The 840-page hard-bound publication by the state government’s Maharashtra Rajya Sahitya Ani Sanskriti Mandal, was priced only at Rs 10. This was certainly a big incentive. But the brisk sale also shows the great interest in the work of the reformer in the non-Aryan movement who founded a school for girls in 1851 and for untouchables in 1852 in Pune, then dominated by Brahmins.
As soon as chief minister Sudhakar Naik released the book at the MLAs hostel, there was a big scramble to buy it. The queue stretched past several buildings in the neighborhood.

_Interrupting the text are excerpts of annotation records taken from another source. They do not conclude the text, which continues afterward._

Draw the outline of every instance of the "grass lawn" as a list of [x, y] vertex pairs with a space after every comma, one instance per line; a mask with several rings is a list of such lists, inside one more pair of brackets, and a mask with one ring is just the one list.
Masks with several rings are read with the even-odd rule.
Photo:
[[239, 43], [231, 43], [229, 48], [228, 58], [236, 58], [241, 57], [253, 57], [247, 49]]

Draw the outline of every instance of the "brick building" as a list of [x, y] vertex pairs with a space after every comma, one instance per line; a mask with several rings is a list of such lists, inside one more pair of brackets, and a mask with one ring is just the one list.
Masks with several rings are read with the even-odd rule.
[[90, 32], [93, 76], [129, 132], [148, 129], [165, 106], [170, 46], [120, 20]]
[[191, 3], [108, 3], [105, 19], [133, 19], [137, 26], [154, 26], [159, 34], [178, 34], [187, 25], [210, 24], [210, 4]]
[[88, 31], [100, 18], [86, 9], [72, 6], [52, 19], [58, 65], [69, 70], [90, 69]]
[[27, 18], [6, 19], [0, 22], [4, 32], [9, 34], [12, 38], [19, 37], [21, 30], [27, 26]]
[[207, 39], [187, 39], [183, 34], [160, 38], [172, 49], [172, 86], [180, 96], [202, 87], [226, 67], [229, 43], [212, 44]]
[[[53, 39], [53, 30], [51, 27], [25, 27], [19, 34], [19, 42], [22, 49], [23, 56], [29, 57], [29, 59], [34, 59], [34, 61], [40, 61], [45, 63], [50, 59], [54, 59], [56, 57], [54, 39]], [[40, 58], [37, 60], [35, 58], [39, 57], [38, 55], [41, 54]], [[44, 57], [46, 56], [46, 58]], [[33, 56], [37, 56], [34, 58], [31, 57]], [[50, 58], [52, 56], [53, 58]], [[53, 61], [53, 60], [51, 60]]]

This is the fourth edition of Mahatma Phule’s collected works. The first came out in 1969. Subsequent editions carried additional material as growing research by Indians and westerners on Phule revealed substantial new information. The latest edition has 300 pages of new material, including reports of the schools through which Phule pioneered women’s education in the country.
The new edition also carries fresh material on the Satya Shodhak Samaj, founded by Phule, and obituaries written by newspapers on the reformer in 1990, Phule’s writing has also been published in chronological order and errors in the earliest editions have been corrected.
A century after his death, Phule’s relevance is being increasingly recognized because of his passionate attacks against social inequality, the caste system and Brahminism and his championing the cause of women and untouchables.
The target of severe criticism from Brahminism during his life-time and later, Phule became the subject of renewed controversy in Maharashtra three years ago when Bal Gangal, attacked him in vile terms in the weekly Sebat.